Lupus patients with DM may represent higher insulin resistance and more comorbidities, which predisposed them to develop ESRD. Insulin resistance had been found to be associated with kidney dysfunction, playing a role in glomerular hyperfiltration, endothelial dysfunction and increased vascular permeability24. A prospective cohort study demonstrated that insulin resistance was associated with a rapid decline in kidney function25. SLE patients had been found to be associated with increased risk of cardiovascular disease and metabolic syndrome26, which may be attributed to insulin resistance8,27. In our current study, we found that SLE patients with DM had more comorbid conditions such as hypertension, hyperlipidemia and gout, which are key components of metabolic syndrome. We hypothesized that SLE patients with DM may represent higher level of insulin resistance, which results in accelerated nephrosclerosis and worse renal outcomes.

To our knowledge, this is the first large-scale population-based study to establish the additive effect of DM on the development of ESRD in patients with SLE. Nonetheless, there are a few limitations. First, information about the histological type of lupus nephritis, response to treatment, and presence of antiphospholipid antibodies couldn’t be captured from our database. The disease activity of lupus and the medication for treatment were also not recorded. Higher SLE disease activity may cause more severe renal involvement. Some medications for treatment of SLE may also have various extents of nephrotoxicity, leading to renal function impairment. We matched the study and comparison cohorts to minimize these effects. Second, baseline renal function and the state of proteinuria were not evaluated. By using propensity score matching, we assumed that the baseline renal function of both groups was equal.
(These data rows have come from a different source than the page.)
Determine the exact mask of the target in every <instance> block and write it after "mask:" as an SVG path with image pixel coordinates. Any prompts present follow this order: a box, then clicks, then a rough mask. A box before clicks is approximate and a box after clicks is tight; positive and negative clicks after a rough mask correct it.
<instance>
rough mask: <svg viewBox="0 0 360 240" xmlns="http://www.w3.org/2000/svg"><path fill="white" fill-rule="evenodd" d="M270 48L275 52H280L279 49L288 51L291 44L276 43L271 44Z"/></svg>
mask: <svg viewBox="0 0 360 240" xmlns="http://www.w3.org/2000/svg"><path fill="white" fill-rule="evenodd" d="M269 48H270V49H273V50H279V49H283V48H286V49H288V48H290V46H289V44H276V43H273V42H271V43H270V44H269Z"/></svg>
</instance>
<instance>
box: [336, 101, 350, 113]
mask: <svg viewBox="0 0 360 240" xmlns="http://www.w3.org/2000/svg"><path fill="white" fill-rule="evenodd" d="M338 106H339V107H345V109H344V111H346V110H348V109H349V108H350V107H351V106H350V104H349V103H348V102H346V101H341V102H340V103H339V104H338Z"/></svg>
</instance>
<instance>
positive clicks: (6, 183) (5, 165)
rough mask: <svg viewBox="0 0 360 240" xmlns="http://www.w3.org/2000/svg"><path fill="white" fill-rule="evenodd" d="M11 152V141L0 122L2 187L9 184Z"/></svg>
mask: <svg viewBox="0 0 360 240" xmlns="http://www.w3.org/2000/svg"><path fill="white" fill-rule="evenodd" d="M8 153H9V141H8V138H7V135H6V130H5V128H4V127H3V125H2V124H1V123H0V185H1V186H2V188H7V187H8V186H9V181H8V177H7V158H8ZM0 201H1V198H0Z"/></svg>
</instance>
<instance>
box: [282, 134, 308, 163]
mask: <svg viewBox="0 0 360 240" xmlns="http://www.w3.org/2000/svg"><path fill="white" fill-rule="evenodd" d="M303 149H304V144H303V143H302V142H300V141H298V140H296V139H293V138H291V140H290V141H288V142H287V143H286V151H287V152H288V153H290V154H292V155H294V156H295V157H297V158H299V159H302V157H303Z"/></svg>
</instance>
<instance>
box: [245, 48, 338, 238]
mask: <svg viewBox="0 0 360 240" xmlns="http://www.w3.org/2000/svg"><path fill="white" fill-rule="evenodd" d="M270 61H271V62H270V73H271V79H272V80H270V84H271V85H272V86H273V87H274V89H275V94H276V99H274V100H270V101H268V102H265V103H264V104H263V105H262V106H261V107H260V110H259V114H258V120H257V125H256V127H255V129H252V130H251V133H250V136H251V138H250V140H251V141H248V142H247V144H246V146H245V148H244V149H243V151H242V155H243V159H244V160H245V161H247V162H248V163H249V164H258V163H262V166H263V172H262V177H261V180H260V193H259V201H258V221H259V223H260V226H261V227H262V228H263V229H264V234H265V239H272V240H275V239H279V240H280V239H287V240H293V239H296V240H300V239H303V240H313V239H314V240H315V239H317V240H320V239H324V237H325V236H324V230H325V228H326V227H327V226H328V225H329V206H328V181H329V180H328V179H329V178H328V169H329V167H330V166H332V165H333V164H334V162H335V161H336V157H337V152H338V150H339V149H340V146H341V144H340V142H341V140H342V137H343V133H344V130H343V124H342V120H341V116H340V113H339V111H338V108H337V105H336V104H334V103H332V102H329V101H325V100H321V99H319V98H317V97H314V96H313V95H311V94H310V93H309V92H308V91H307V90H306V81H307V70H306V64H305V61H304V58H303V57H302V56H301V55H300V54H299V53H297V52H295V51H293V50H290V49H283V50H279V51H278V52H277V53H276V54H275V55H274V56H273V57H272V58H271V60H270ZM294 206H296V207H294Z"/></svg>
Third, the details of blood glucose and blood pressure control were not available in the claim database, both of which are important risk factors related to an accelerated deterioration of renal function. Finally, we couldn’t find out that the diagnosis of DM in our study cohort were steroid-induced DM or type 2 DM. Steroid induced-DM may indicate more severe underlying SLE, as higher steroid is required to control the disease. This may also reflect a more severe histological type of lupus nephritis that causing progression to ESRD in our study subjects. However, we found that DM was not an independent risk for ESRD in patients with SLE after adjustment. This may indicate that, compared to DM per se, its related underlying conditions may have critical impact on SLE patients to develop ESRD.

In conclusion, SLE patients superimposed with DM was associated with higher cumulative incidence of ESRD. However, DM is not an independent risk factor for ESRD in SLE patients. The impact of DM on ESRD attenuated after adjusting for patients’ characteristics and comorbidities. It indicates that much more diabetes associated co-morbid conditions in SLE patients concomitant with succeeding DM play a role in aggravating renal function decline. Further studies are still needed to be conducted to clarify the association between DM and accelerating renal failure in patients with SLE. However, meticulous adjustment the dosage of steroid and immunosuppressants and careful monitoring patient’s glucose level are recommended on the management of the patients with SLE.